Under Harvard’s Financial Aid Initiative, launched in 2004 by former University President Lawrence H. Summers, parents who earn $65,000 or less are not expected to contribute to their child’s tuition.

Undergraduate Council leaders applauded the new initiative, and said that the new grant would help incoming freshmen adjust to campus life.

“When you’re a freshman and you come in, especially from a low-income background, it can be really overwhelming when your roommates or all your friends are eating out every day, or they’re spending money on going to events,” UC President Shaiba Rather ’17 said.

UC Vice President Daniel V. Banks ’17 agreed that the new grants could help alleviate some of the financial challenges that low-income students face.

“While getting into Harvard is need-blind, so few things on campus are,” Banks said. “Social life, and especially your adjustment as a freshman, are very often decided…by your socioeconomic background.”

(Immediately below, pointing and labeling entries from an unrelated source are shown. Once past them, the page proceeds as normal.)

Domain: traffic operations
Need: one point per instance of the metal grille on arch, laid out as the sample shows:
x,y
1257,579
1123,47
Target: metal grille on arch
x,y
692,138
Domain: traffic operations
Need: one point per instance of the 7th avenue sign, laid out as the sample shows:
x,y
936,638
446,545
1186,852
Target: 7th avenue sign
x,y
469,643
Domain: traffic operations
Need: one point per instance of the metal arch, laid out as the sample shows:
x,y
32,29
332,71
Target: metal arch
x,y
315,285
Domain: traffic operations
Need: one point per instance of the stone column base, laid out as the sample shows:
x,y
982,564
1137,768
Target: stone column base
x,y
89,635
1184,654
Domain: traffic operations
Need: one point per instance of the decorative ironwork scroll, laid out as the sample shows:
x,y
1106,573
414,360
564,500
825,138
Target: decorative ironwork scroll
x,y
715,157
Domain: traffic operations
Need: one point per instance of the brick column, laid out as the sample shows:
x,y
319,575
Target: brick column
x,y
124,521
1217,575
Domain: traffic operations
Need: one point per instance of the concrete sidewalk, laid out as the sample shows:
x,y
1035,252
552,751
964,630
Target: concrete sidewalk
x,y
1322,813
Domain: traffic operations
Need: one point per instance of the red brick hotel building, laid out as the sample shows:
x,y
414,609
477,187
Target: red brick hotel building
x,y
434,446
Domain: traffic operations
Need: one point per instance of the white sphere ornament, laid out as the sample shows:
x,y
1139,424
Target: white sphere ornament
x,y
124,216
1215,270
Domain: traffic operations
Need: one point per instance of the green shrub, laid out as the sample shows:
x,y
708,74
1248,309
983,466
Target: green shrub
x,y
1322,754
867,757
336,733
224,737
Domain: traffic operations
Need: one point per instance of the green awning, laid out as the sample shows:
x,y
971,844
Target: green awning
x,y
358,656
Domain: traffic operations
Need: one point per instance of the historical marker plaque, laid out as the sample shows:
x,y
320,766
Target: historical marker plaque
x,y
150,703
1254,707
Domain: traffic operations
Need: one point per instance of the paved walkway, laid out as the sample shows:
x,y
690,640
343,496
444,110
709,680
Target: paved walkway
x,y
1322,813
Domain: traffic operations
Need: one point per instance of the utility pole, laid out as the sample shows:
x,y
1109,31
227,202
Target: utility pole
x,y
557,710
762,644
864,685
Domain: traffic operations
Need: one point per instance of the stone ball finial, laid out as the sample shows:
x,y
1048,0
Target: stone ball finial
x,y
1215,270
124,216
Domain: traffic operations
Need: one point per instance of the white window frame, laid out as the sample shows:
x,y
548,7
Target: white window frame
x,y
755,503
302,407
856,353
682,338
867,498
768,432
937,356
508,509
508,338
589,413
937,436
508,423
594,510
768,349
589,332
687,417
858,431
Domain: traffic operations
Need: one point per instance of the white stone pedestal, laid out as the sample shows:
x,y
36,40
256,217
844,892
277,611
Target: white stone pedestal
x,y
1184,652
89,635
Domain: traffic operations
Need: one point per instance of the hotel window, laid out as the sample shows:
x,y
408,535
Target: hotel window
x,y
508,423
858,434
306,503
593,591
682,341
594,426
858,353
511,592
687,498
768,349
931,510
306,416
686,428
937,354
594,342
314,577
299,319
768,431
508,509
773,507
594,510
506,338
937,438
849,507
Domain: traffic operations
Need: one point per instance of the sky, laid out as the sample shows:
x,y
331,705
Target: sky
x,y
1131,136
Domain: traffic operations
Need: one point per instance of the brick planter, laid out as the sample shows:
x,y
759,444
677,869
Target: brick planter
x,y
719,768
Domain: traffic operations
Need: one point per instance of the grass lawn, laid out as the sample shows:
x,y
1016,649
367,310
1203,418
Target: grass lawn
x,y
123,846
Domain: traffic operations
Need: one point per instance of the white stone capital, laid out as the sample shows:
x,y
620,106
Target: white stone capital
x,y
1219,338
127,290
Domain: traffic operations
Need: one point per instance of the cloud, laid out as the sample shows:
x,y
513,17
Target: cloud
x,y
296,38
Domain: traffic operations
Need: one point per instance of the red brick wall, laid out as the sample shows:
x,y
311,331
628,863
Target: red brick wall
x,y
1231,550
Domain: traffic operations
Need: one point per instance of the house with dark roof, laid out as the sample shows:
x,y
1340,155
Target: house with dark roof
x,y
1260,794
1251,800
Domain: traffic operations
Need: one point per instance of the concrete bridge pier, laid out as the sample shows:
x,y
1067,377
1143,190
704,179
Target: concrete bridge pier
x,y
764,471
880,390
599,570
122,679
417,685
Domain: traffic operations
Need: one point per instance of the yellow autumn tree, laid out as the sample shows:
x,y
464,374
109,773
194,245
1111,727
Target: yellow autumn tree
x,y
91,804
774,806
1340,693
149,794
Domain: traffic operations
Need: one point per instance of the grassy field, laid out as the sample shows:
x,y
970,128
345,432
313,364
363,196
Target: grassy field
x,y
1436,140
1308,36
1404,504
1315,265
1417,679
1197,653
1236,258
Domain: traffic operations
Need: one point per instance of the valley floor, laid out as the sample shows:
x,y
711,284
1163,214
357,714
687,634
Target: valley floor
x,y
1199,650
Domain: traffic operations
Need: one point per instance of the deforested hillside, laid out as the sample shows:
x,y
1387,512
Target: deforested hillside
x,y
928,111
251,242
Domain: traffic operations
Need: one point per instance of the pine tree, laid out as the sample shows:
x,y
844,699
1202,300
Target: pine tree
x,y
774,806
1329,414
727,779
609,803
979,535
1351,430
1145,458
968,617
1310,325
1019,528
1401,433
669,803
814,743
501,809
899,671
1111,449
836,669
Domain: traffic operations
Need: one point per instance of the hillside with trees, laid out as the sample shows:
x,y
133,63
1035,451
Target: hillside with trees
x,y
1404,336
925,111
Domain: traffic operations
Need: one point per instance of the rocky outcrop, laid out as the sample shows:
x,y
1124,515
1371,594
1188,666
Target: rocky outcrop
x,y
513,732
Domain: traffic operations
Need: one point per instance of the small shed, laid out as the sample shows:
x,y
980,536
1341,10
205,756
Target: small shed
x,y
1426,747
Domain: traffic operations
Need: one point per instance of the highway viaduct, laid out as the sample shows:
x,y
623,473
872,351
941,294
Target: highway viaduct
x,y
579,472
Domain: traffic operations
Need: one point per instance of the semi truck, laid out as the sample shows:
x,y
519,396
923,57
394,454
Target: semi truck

UC Representative Evan M. Bonsall ’19, a first-generation student himself, said the grant would help fill in the gaps in the College’s existing financial aid program.

“[Students on financial aid] still have to pay for books. They still have to cover everyday living expenses, which are even more expensive. They have to cover travel, if they want to go back and see their family,” Bonsall said. “These are struggles that a large number of Harvard students experience every day.”

“I think this is a really great development. I wish that I had had a grant like this to help me out this year,” Bonsall added.

The announcement of the program also noted that the tuition for Harvard College undergraduates will increase 3.9 percent next academic year to $63,025, compared to $60,650 for the 2015-2016 academic year.

The new “start-up” grant comes at a time when college affordability has reached the forefront of national and University politics, as Democratic presidential candidate Bernie Sanders and likewise a ticket of Overseer candidates advocate for free college tuition.

Seventy-six percent of last year’s graduating class graduated debt free, according to the announcement. Though the Financial Aid Office’s website states that students “are not expected to take out loans” as part of their financial aid packets, 24 percent of graduating seniors last year did, with a median total amount of $10,900.